Here's the one that really frosted my cake, and Apple doesn't mention it anywhere:

- mcrxr is emulated in software on the G5. Because the nanojit uses lots of code to check for overflow state, we heavily use XER, and I used mcrxr to get the XER overflow bit into a CR for branching (for a variety of reasons, summary overflow is unsuitable). This works great on the G3 and G4, which have it in hardware. On the G5, it causes an illegal instruction, a pipeline spill and emulation in software by the OS. Yikes! This is by far the biggest reason why the G4 ran rings around the G5. Now, the G5 is back on top.

With these fixes, the raw nanojit (without the fixes I originally used) drops from a dismal 5200ms in SunSpider to 1760ms on my quad 2.5GHz. I bet the people with dual 2.7s do even better. This will be in TenFourFox 4.0.1.
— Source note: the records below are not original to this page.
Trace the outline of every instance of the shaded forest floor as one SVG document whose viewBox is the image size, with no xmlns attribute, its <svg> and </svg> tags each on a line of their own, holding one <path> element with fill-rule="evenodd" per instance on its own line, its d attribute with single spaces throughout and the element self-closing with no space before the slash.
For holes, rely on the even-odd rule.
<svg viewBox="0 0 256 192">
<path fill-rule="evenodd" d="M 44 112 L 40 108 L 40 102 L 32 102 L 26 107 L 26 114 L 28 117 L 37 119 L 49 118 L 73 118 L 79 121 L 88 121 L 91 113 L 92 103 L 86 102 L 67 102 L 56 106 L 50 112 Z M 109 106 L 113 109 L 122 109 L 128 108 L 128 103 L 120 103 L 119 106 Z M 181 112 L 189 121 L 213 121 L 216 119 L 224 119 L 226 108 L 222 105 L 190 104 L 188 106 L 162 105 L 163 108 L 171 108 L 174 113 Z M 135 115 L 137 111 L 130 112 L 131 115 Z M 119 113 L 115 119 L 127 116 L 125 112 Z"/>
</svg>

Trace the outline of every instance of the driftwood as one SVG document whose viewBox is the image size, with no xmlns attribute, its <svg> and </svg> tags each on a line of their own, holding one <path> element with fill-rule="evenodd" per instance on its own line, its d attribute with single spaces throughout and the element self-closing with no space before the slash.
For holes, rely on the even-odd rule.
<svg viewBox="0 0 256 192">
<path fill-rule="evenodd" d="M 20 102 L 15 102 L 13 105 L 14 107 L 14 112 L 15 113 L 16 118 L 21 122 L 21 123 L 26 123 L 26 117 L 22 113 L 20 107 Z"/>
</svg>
I can see why people got frustrated with optimizing for the G5; Apple never documented this stuff very well.

 
ClassicHasClass,

Not to go off subject, but from your experience in working with software code, of the three different CPU families the Mac has lived in, which one do you find the easiest to dive into? 68k, PPC or Intel? Just curious, though. I'll bet you do have your moments of ripping the hair out of your head. I've always thought 68k was the toughest, since you are pretty much writing code in Assembly and porting it to the gui or visa versa.

73s de Phreakout. :rambo:

 
There's certainly the most documentation on x86, but I've already discussed my philosophical objections to the ISA in other threads. That said, you can get plenty of help and there's lots of people who know it. So, from a support standpoint at least, I guess Intel would be easiest.
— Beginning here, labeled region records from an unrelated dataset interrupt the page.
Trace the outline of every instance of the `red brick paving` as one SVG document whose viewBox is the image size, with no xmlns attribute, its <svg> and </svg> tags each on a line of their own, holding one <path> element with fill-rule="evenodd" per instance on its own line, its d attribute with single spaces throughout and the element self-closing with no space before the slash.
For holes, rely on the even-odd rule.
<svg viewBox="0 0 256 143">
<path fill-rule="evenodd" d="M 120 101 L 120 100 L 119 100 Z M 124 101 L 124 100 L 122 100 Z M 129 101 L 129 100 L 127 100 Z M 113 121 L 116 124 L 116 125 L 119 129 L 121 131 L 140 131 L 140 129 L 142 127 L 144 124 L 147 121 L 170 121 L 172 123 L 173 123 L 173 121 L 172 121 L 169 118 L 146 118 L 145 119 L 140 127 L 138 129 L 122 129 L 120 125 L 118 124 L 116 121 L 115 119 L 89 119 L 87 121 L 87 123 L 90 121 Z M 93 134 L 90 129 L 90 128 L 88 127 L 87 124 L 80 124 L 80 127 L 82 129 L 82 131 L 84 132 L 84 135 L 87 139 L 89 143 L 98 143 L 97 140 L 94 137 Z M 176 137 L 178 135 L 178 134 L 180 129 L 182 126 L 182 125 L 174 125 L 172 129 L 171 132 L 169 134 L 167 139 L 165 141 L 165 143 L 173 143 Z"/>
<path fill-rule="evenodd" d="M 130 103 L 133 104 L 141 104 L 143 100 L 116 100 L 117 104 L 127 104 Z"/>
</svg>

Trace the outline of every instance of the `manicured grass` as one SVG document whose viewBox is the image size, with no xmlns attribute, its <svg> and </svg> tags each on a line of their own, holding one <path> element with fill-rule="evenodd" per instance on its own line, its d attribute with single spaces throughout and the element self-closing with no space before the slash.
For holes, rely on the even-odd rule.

In terms of the actual instruction set, 68K is actually very elegant. The instruction set is highly orthogonal and works "like you'd expect." I think as CISC implementations go, it is probably one of my favourites. Apple provided lots of support in the Toolbox for people writing raw assembly code, so it's not as bad as you might think. You just have to be aware of what your registers are doing and which ones you need to preserve. However, segmentation can really ruin your day -- CFM-68K helped a lot here.

Register usage is much more important for the PowerPC because of its load/store nature, its much larger register file and the PowerPC ABI - the list of registers and conditions you need to preserve is much longer, and the instruction set is dizzyingly large despite being "RISC." It's really RISC only insofar as it is load/store. That said, it didn't take me long to learn it and many of the instructions are just variants of more basic operations.

I'd really like to be better at ARM, personally. "They say" it's inspired by the 6502 but I don't really see much resemblance.

 
Thank you for this, CHC. I read the blog entry. I wouldn't be surprised if it ends up being a top Google page for "G5 optimization" before long.

How much time do you spend on your programming hobbies?